Их взгляды на мгновение встретились. Они оба вспомнили о том, что произошло на той горной вершине.
Эйслин снова быстро заговорила.
– Они… ну, в общем, стали меня допрашивать, кто я такая и что делала там с тобой. – Она вспыхнула, вспоминая, как ей было неловко. Она предполагала, что допрашивавшие ее мужчины догадываются, что она только что занималась любовью. Волосы в беспорядке, губы припухли от обжигающих поцелуев, груди подрагивают…
– И что ты им сказала?
– Я солгала. Я сказала, что заметила, как ты голосуешь, и подвезла тебя. Отрицала, что мне было известно о твоем побеге. Я сказала, что согласилась подвести тебя до дома твоего деда, поскольку он был тяжело болен и я тебя пожалела.
– Они тебе поверили?
– Полагаю, да.
– Тебя могли привлечь к ответственности.
– Но не привлекли.
– Ты могла бы обвинить меня во множестве преступлений, Эйслин. – Ее имя, произнесенное вслух, заставило вздрогнуть их обоих. Они пристально посмотрели друг другу в глаза, потом отвели взгляды. – Почему ты не сказала им правду?

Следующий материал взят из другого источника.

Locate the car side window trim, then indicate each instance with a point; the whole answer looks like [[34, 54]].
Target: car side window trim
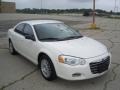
[[21, 32], [31, 31]]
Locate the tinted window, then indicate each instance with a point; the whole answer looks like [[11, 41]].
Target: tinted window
[[19, 28], [28, 30], [55, 31]]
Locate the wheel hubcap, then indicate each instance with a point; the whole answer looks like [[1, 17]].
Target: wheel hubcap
[[45, 68]]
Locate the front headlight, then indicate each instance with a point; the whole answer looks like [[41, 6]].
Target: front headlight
[[73, 61]]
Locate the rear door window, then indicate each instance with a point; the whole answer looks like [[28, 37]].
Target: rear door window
[[19, 28]]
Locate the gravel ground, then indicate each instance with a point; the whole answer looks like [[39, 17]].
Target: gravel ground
[[17, 73]]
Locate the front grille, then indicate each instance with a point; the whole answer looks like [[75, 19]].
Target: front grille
[[99, 67]]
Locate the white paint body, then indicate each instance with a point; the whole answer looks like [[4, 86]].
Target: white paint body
[[87, 48]]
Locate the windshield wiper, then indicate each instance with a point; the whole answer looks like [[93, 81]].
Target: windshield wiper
[[56, 39], [72, 37]]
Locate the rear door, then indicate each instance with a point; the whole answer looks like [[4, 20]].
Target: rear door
[[18, 37], [29, 46]]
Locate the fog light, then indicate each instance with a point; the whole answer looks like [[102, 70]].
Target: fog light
[[76, 75]]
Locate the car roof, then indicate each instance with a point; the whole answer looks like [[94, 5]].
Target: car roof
[[34, 22]]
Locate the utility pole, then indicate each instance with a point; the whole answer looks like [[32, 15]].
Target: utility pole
[[0, 5], [93, 25], [94, 12], [41, 7]]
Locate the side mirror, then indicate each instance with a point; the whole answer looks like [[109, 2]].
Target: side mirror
[[30, 37]]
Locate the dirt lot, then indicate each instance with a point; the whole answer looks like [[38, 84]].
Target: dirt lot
[[17, 73]]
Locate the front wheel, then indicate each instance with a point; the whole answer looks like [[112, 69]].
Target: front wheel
[[47, 69]]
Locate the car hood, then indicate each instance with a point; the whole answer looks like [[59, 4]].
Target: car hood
[[83, 47]]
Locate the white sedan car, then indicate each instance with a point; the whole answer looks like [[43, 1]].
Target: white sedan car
[[59, 50]]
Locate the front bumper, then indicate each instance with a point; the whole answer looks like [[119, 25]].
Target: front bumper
[[81, 72]]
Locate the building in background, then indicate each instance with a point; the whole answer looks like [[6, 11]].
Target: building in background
[[7, 7]]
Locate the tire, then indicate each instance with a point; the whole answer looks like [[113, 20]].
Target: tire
[[47, 68], [11, 48]]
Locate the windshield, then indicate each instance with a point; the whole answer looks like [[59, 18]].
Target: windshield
[[55, 31]]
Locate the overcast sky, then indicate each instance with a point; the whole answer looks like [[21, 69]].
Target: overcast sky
[[64, 4]]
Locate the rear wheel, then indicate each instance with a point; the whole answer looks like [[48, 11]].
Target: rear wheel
[[11, 48], [47, 68]]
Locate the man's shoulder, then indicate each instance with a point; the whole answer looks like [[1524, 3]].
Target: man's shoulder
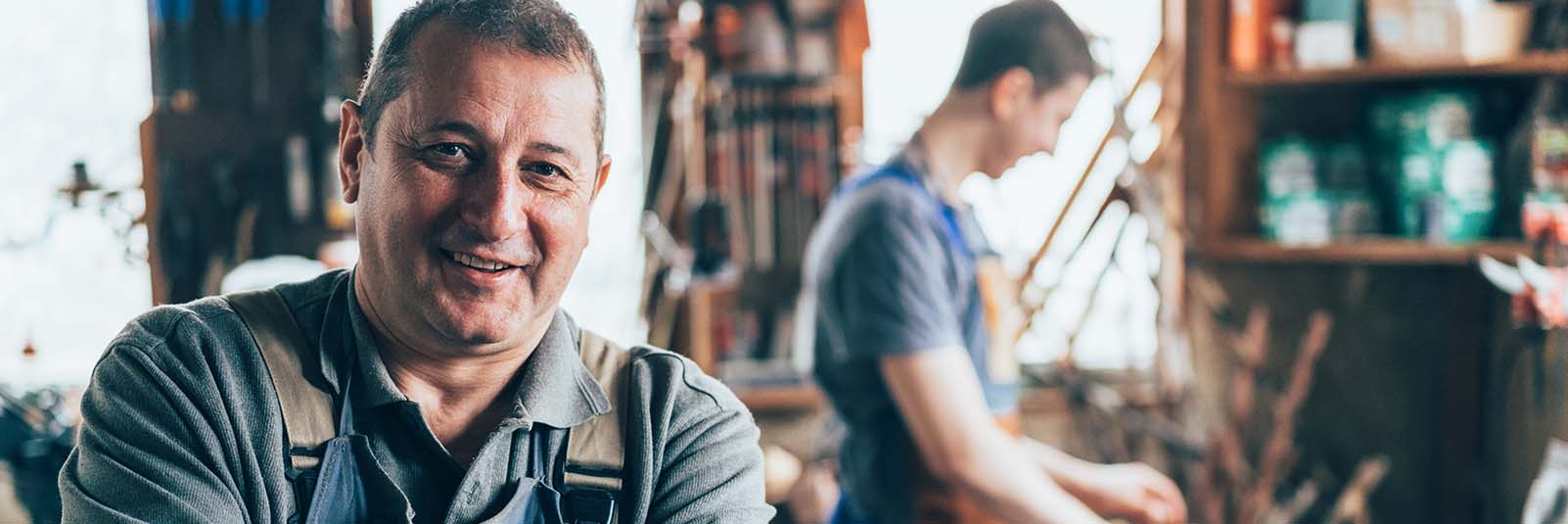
[[664, 374], [208, 326], [886, 193]]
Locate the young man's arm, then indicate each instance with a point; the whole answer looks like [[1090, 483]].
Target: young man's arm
[[940, 398], [1134, 490]]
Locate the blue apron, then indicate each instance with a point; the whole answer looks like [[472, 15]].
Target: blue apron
[[899, 169], [348, 482]]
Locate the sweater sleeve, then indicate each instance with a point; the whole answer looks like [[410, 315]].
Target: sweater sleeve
[[713, 464], [148, 449]]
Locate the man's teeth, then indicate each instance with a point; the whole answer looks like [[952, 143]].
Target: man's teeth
[[476, 262]]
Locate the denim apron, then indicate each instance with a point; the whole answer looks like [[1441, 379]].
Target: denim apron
[[899, 169], [350, 487]]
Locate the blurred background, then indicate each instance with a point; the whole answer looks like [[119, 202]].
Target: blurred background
[[1299, 255]]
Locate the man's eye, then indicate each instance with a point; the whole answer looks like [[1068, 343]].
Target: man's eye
[[549, 169], [453, 151]]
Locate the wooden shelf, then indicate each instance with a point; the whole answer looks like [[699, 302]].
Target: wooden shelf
[[1380, 252], [1539, 63], [781, 399]]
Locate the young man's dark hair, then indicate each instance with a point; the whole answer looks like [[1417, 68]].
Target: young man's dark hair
[[536, 27], [1034, 35]]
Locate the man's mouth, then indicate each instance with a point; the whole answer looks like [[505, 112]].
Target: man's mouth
[[476, 262]]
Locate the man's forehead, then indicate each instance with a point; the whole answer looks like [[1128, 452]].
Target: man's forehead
[[489, 85]]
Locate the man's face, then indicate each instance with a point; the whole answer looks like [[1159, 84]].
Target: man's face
[[473, 205], [1036, 122]]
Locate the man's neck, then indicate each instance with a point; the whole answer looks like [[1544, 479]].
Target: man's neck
[[952, 141], [461, 398]]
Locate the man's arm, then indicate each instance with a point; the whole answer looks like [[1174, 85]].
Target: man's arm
[[1132, 490], [940, 398], [137, 458], [713, 464]]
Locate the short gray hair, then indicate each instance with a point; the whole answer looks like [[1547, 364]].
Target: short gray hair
[[538, 27]]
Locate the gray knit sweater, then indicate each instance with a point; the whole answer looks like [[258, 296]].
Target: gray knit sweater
[[181, 424]]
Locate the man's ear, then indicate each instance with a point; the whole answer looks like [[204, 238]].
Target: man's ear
[[604, 176], [350, 149], [1010, 91]]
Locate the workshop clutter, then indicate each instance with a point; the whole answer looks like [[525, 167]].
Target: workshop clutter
[[1338, 33], [1424, 172]]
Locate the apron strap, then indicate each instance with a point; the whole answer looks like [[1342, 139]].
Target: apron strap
[[594, 449], [306, 408]]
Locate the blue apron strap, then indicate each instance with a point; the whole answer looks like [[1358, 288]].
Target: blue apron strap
[[900, 171]]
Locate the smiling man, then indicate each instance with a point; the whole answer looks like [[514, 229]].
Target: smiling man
[[439, 380]]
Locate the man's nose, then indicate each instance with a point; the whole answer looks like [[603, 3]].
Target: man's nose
[[496, 203]]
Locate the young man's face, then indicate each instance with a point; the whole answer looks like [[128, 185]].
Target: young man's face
[[473, 205], [1036, 122]]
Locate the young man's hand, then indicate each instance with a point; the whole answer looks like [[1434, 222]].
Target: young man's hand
[[1130, 492]]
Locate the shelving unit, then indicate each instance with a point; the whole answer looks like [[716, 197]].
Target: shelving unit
[[1418, 331], [1531, 65], [1382, 252]]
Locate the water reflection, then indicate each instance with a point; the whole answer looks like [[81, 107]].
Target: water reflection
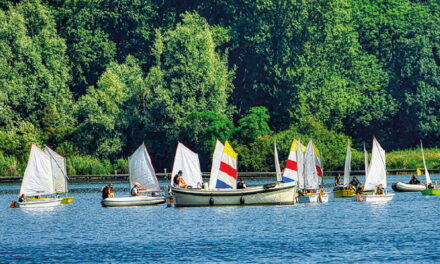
[[402, 230]]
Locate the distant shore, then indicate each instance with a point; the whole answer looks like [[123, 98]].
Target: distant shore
[[164, 176]]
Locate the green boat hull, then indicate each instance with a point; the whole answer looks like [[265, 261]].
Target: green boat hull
[[431, 192]]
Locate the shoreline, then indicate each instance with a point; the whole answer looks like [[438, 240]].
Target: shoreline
[[205, 175]]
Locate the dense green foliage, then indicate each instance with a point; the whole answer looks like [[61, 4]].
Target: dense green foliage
[[94, 79]]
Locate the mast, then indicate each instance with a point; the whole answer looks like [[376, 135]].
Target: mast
[[427, 177], [347, 167], [365, 161], [277, 161]]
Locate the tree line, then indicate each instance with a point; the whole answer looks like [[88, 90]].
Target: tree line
[[94, 79]]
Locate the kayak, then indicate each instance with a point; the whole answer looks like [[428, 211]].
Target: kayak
[[406, 187]]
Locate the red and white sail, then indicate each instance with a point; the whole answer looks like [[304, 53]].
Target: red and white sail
[[294, 165], [227, 175]]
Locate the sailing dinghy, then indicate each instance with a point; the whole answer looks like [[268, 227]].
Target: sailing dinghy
[[37, 187], [312, 178], [140, 171], [222, 189], [345, 190], [431, 189], [59, 173], [376, 178]]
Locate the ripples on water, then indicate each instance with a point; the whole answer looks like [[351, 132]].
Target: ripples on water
[[403, 230]]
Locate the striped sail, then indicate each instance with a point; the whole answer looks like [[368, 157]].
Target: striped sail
[[311, 177], [277, 161], [300, 154], [347, 167], [428, 178], [290, 173], [318, 162], [216, 160], [227, 175]]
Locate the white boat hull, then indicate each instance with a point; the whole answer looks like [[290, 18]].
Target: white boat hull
[[406, 187], [269, 194], [132, 201], [39, 203], [313, 198], [373, 197]]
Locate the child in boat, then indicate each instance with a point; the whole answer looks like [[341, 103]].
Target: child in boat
[[355, 182], [241, 184], [181, 182], [414, 180], [135, 190], [338, 180], [379, 189], [107, 191], [22, 198]]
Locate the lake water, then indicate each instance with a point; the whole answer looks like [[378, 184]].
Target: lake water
[[403, 230]]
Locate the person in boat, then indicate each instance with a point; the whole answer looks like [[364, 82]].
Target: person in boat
[[22, 198], [414, 180], [338, 180], [107, 191], [176, 183], [180, 181], [355, 182], [135, 190], [359, 194], [241, 184], [380, 189]]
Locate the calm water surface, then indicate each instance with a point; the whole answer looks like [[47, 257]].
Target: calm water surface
[[403, 230]]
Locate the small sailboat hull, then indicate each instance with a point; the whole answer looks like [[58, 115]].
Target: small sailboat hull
[[343, 193], [373, 197], [431, 192], [313, 198], [269, 194], [132, 201], [406, 187], [67, 200], [37, 203]]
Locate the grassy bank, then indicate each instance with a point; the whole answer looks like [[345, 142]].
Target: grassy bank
[[88, 165]]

– Какой в этом был смысл? – Она встала и нервно заходила по кухне. – Я была в безопасности. А ты вернулся в тюрьму, тем или иным способом.
– Но тебе… причинили вред.
Эвфемизм, не обманувший ни ее, ни его. Они оба понимали, что при желании она могла обвинить его в изнасиловании, и его, скорее всего, признали бы виновным. Ее слово против его – но кто ему поверит?
– Царапина на руке была поверхностной. Кроме того, это же не ты меня поранил. – Они понимали, что он имел в виду не царапину, но им казалось благоразумным притвориться, что именно ее. – Я считаю, что зря тюремное начальство не дало тебе повидаться с дедом. В моих глазах твой побег оправдан. Вред никому не причинен. Правда.
– И никто тебя не хватился?
Ей стоило больших усилий поступиться гордостью, но она ответила правду:
– Нет.
Она вернулась домой, как только ей разрешила полиция. Пресса при аресте не присутствовала, так что никто не узнал, что она была замешана.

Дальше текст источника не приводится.